This is starting to get serious. Illinois this week became the 16th state of the United States to authorise same-sex marriage, when governor Pat Quinn signed legislation to that effect (it comes into operation on 1 June next year). Just a week earlier, Hawaii had become the 15th.
That means that about three in every eight Americans now live in states with marriage equality. But that includes three of the five most populous states, and the nation’s three biggest urban areas (New York, Los Angeles and Chicago). This is no longer something that can be dismissed as a fringe movement; it has become thoroughly mainstream.
Further progress may not be quite so rapid as the last couple of years, since the majority of the remaining states have constitutional bans on same-sex marriage – enacted at a time when public opinion was rather different.
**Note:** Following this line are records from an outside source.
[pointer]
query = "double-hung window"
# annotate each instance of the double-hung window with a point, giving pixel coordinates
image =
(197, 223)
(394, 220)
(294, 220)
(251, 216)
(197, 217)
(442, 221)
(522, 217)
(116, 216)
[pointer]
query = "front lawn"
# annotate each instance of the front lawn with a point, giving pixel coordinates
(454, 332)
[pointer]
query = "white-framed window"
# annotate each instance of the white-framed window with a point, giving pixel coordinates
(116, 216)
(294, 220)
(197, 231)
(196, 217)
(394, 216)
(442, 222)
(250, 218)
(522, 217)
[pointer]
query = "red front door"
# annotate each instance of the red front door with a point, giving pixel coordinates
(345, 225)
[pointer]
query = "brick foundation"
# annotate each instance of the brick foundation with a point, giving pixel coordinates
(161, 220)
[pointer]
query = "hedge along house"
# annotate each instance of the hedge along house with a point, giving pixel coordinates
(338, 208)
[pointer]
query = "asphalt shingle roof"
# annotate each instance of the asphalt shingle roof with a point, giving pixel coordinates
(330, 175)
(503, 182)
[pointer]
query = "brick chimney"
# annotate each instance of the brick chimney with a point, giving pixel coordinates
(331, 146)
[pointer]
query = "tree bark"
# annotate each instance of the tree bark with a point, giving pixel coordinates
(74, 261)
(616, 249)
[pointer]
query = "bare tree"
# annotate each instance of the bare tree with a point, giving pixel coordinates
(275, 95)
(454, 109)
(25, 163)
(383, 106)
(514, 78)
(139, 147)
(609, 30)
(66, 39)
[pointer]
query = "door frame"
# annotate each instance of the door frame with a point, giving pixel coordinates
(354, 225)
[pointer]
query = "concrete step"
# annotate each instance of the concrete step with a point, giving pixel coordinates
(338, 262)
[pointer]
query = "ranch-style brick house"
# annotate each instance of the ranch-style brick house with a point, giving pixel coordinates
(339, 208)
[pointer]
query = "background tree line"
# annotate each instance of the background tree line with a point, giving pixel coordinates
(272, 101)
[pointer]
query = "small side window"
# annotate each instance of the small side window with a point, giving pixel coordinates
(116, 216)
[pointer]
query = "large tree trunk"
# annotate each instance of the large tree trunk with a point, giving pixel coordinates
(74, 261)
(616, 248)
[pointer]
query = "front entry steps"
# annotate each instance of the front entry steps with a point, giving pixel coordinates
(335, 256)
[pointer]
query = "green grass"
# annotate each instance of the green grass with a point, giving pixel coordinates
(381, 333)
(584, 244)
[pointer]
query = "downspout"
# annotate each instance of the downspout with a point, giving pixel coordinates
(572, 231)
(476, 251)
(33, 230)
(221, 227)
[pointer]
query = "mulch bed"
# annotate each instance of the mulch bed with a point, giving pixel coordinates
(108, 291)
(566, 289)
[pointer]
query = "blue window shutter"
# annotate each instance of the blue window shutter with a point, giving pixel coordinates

But the way things are going it’s only a matter of time before some of those are repealed. Wisconsin, Colorado and Oregon are obvious prospects; even more so Pennsylvania, whose ban is only by statute and which is now the only north-eastern state without same-sex marriage.
Earlier this year, Nate Silver modelled the movement of public opinion on the issue and projected that by 2016, there would be majority support for same-sex marriage in 31 of the 50 states.
That would push over a lot more dominoes, but it would also increase the likelihood that some sort of nationwide solution would be found. (Otherwise some deep southern states might hold out for a long time.) The most likely outcome would be a Supreme Court ruling that section 1 of article IV of the US Constitution – the “full faith and credit” clause – requires states to recognise marriages validly performed in another state, same-sex or not.
That’s how more conservative states were during the twentieth century obliged to accept divorce, and how Nevada’s liberal divorce laws in practice became available nationwide.
There’s been some recent publicity for the shift in American opinion on marijuana legalisation, which on some polling now enjoys majority support. As a graph at New York Magazine showed last month, both issues have been on a similar trajectory for about the last twenty years, with the drug issue playing catch up.
But looking at a longer time frame, same-sex marriage seems much more distinctive. Its growth in acceptance has been remarkably steady since it first appeared on the radar; indeed, the same has been true of gay rights in general. Other social issues show less consistency.
As I said back in March, when discussing capital punishment:
This trend mirrors a range of other social issues where reform seemed to be on the brink of full acceptance in the 1960s and ’70s but then struck unexpected resistance. Legalisation of marijuana is another obvious example: the drive halted and then went into reverse, recovering only in the last decade or so. The defeat of the Equal Rights Amendment in the 1970s appears to show the same dynamic.
After that long detour, drugs, gay rights and abolition of capital punishment now seem to be back on more or less the same path. But the detour is a valuable reminder that even social change that seems irreversible might not be. Things can go backwards as well as forwards; the fact that hasn’t happened to date with gay rights doesn’t necessarily mean that it can’t.
There’s also the question of why marijuana legalisation seems to have had less legislative success in the last few years. I suspect there are at least two reasons. One is that although the contours of ideological support and opposition on the two issues are similar, there are powerful vested interests opposed to legal marijuana that have no analogue in the case of same-sex marriage.
Lots of people are passionately opposed to gay people marrying, but hardly anyone has a strong economic interest in that position – unlike, say, those in the alcohol industry who might want to limit competition.
The other reason is that same-sex marriage is a fundamentally simple, yes-no issue. Everyone knows what it means to issue marriage licences to same-sex couples, and there’s really only one way to go about it. But there are many different models of drug legalisation, so it’s easy to muddy the waters and difficult for proponents of reform to agree on a single strategy.